The mechanism by which systemic inflammation may impact on survival is not completely understood. A number of studies appear to reinforce the biological plausibility behind systemic inflammation and the prognosis of HCC. Lymphopenia is a renown adverse prognostic factor in solid tumours (Ray-Coquard et al, 2009) and convincing evidence supports the concept that the impairment of lymphocyte mediated antitumour response is an immunological determinant of patients prognosis in HCC (Yang et al, 2010). Moreover, it is well understood that inflammatory pathways can be redirected into a tumour-promoting path by the peritumoural stroma through the activation of innate immunity in HCC (Kuang et al, 2011).

This is particularly true in the context of HCC, where cytokines such as interleukin-6 (IL-6) have been identified as candidate molecular risk factors for HCC acting on chronically inflamed hepatocytes (Naugler et al, 2007; Prieto, 2008; Falleti et al, 2009). In addition, the production of circulating CRP largely upon IL-6 (Kinoshita et al, 1999; McKeown et al, 2004). Interleukin-6 has been shown to increase the anti-apoptotic and oncogenic potential of tumour cells, as well as inducing drug resistance in vitro (Jee et al, 2001; Yusuf et al, 2003). Furthermore, it has been proposed that elevated CRP identifies those patients with T-lymphocyte impairment, which is associated with poor outcome in malignancy (Canna et al, 2005). On the other hand, sustained inflammation may reflect a pro-angiogenic environment, as circulating concentrations of vascular endothelial growth factor are directly associated with CRP, allowing unrestrained tumour growth and dissemination (Kemik et al, 2010; Reynes et al, 2011).

Hepatic albumin biosynthesis is downregulated by pro-inflammatory stimuli as part of a negative acute phase reaction in patients with malignancy (Steel and Whitehead, 1994). However, impaired synthetic functions accompanying end-stage liver disease needs to be considered as an additional determinant of reduced serum albumin that may have contributed to the results reported. Although previous reports show the independent prognostic value of hypoalbuminaemia in HCC (Hao et al, 2009; Nouso et al, 2010), our data are not consistent with this finding suggesting that the reduced survival observed in patients with a PNI of 1 was not solely a reflection of impaired liver function.

More recently, the presence of a systemic inflammatory response has been shown to impair the activity of cytochrome 3A (CYP3A4) in patients with advanced cancer patients (Rivory et al, 2002; Charles et al, 2006). As CYP3A4 is the principal drug-metabolising enzyme for over 60% of all prescribed medications, including sorafenib, changes in the activity of CYP3A4 may result in impaired drug response or increased toxicity (Charles et al, 2006).

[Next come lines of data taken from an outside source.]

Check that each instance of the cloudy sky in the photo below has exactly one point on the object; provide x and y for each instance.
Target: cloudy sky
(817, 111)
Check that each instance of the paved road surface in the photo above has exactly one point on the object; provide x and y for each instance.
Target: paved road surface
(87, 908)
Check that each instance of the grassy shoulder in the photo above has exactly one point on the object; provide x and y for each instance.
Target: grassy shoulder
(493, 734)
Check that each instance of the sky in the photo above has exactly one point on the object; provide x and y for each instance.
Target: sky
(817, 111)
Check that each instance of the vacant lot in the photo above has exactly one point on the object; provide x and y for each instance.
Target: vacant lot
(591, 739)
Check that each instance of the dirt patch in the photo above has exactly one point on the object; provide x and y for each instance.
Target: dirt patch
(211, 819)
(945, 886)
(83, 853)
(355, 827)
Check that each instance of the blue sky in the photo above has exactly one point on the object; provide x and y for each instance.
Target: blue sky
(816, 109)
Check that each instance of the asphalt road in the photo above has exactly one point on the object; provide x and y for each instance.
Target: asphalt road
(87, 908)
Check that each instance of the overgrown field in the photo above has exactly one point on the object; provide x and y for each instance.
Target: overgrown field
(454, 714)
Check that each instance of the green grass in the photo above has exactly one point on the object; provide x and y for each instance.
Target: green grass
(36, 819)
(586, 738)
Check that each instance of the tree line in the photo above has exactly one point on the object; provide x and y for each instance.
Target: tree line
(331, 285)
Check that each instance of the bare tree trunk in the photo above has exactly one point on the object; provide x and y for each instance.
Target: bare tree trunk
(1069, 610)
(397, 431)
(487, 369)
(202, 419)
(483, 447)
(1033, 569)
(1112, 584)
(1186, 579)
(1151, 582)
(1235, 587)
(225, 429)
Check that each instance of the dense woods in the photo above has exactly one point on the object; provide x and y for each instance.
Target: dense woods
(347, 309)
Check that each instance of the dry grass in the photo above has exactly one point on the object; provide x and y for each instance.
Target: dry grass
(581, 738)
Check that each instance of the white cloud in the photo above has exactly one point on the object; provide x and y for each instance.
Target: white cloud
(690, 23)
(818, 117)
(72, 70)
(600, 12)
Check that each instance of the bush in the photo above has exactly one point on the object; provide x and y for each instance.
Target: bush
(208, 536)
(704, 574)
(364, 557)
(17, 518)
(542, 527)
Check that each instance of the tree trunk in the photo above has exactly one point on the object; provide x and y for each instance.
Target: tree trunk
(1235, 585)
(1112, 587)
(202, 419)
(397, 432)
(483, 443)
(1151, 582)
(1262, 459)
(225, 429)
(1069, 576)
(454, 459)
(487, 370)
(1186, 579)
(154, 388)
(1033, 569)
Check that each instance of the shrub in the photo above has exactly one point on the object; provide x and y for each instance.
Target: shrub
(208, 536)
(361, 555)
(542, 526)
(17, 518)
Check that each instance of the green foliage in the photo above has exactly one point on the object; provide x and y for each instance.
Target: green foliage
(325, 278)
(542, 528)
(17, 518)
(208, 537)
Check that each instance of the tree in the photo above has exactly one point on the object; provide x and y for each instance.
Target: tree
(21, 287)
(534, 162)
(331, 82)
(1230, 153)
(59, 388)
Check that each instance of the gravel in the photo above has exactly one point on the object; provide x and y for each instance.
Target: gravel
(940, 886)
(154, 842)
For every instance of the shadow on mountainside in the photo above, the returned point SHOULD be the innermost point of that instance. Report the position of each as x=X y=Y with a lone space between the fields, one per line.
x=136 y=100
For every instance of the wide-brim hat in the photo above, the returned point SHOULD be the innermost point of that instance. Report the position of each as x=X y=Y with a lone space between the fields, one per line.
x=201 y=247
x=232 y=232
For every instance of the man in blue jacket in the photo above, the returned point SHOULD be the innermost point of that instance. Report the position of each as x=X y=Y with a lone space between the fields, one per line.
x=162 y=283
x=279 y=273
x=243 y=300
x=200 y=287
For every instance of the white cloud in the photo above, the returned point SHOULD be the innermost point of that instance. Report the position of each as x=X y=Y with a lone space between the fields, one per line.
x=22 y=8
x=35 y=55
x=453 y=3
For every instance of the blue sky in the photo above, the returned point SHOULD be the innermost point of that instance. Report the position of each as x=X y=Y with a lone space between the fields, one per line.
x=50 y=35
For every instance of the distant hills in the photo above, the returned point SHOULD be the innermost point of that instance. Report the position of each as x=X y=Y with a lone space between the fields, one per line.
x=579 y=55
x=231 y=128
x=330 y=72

It is further hypothesised that high protein catabolism, and stimulation of the acute phase response, may induce perturbations of the cellular response to chemotherapy-induced DNA damage in normal tissues and result in increased toxicity. Moreover, nutrition may alter the pharmacokinetics of many anticancer agents through altered protein binding and P450 activity (Murry et al, 1998; Rivory et al, 2002). Prognostic nutritional index therefore, may not only be a valuable tool in prognostication but may also be used to predict those patients at risk of developing toxicity. Dose adjustments before the initiation of treatment in this patient group may improve the tolerability of anticancer agents and help maintain dose intensity. However, this concept requires further evaluation in a prospectively designed trial.

Irrespective of the mechanisms involved, the results of the present study suggest that the presence of a systemic inflammatory response, as indicated by PNI, is a useful tool in the assessment of survival in patients with HCC. As described, the PNI could function as a surrogate marker for the complex interplay between inflammatory pathways, angiogenesis and tumour progression that are known to have an impact on patient survival. PNI is simple to construct from laboratory measures that are routinely assessed in patients before treatment. Prognostic nutritional index therefore should be further evaluated not only as a prognostic marker in patients with HCC at diagnosis, and in the stratification of patients entering clinical trials.